2012 Fiscal Year Research-status Report
都市祝祭空間解析とモニター・ツーリズムによる持続可能な歴史まちづくりの技術開発
Project/Area Number |
23614014
|
Research Institution | Tokyo Metropolitan University |
Principal Investigator |
川原 晋 首都大学東京, 都市環境科学研究科, 准教授 (10367047)
|
Co-Investigator(Kenkyū-buntansha) |
岡村 祐 首都大学東京, 都市環境科学研究科, 助教 (60535433)
松浦 健治郎 三重大学, 工学(系)研究科(研究院), 助教 (20335144)
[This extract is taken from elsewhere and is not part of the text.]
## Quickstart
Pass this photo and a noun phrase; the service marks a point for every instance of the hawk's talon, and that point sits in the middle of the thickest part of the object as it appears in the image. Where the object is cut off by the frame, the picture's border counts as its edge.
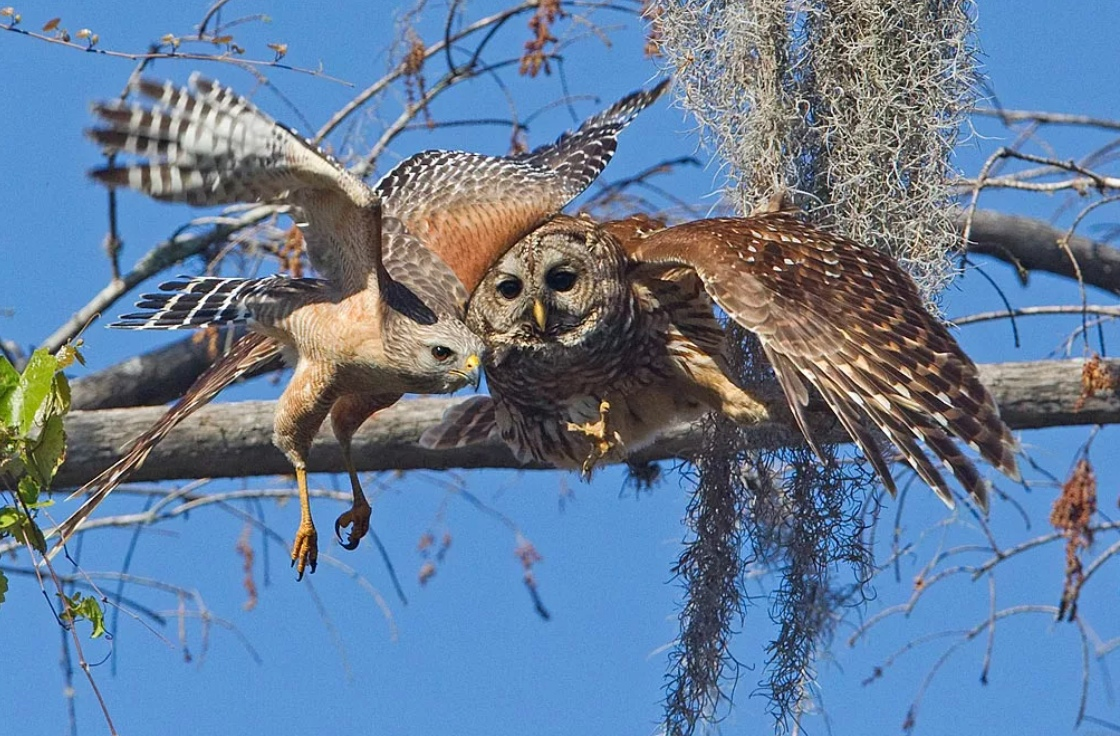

永瀬 節治 和歌山大学, 観光学部, 講師 (10593452)
|
Keywords | 祭 / 都市空間 / 祝祭空間 / 公共空間 / 都市形態学 / 観光 / モニター / 見せ場 |
Research Abstract |
祭り時の都市空間の変容や使われ方の解読を通して、人々の地域活動や観光活動の舞台としての都市空間の保全・整備につなげるため、初年度に引き続き、神輿や山車、踊手が町中を巡る「巡行型祭礼」を対象として調査を進めた。そして、24年度夏までの調査対象22事例をもとに、「都市祝祭空間論の試み」として中間取りまとめを行い、専門誌「季刊まちづくり36号」の特集記事:都市の祝祭空間(50ページ)として公表した。ここでは、都市祝祭空間の類型化作業や、都市祝祭空間の時代的な変容と要因、既往計画のなかに位置づけられた都市祝祭空間の整備の方向性などを整理している。 都市祝祭空間の類型化作業と各事例の詳細分析は、巡行型祝祭の本質的な意義と都市空間の保全・整備・使いこなしへの展開させることを鑑みながら、場と人の動きに着目して行っている。具体的には、①巡りの場、②見せ場、③伝える場、④祝祭景、とに大別し、さらに次のような類型化を行った。(ランドスケープ祝祭景、巡行ルートエリア、祝祭コミュニティエリア、見せ場空間と観賞空間、祝祭支援空間、保存・伝承施設、祝祭プロモーション施設)。こうした見方で各祭りを解読することで、都市の低・未利用地の機能の積極的な評価や、道路整備の新たな視点、都市空間と山車巡行と観客の動きの3つを統合的に見ることによる都市空間形成や使い方についての示唆が得られた。 また、24年度夏以降は、引き続き、神輿や山車が川や海に入ったり、舟で移動する「水辺型祝祭」を中心に調査を展開させ、都市の水辺の変遷と祭りの変遷の関係等を解読中である。また、24~25年度にかけて、日本三大曳山祭りを主対象に、観光客が大勢訪れる祭りにおけるハード、ソフト面の地元の受け入れ方を詳細調査中である。 モニターツーリズムは、観光まちづくりに資するモニター・ツアーの類型化の仮説を立て、全国アンケートを準備中である。
|
Current Status of Research Progress |
Current Status of Research Progress
2: Research has progressed on the whole more than it was originally planned.
Reason
都市祝祭空間研究については、多くの実地調査をもとに都市祝祭空間論を組み上げ、論文や専門誌で公開できたなど、当初の想定以上に成果が上がっている。新たに掘り下げるテーマもみつかっており、引き続き研究を展開させたい。モニターツーリズム研究は、社会実験を想定しいていたところのまちづくりの状況の変化により、研究のアプローチを再構築しながら進めており、やや遅れが見られる。
|
Strategy for Future Research Activity |
都市祝祭空間研究は、水辺型祝祭の類型化を目指した調査と、観光客の行動調査まで含めた複数の詳細調査を行っていく予定である。最終年度として、シンポジウム等による公開検討会を学会大会の場で行うことを企画中である。 モニターツーリズム研究は、昨年度までの予備調査をふまえて、調査計画を組み直して全国的動向を見る調査に入ったところであり、そこから、いくつかの事例に絞って実態調査を行っていく予定である。
|
Expenditure Plans for the Next FY Research Funding |
24年度の海外学会での研究発表のために見込んでいた予算が使用できなかったため、本年度に繰り越した。本年度での発表を目指す。(40万円程度) その他、公開シンポジウムにおけるパンフレット作成などに15万円程度使用予定である。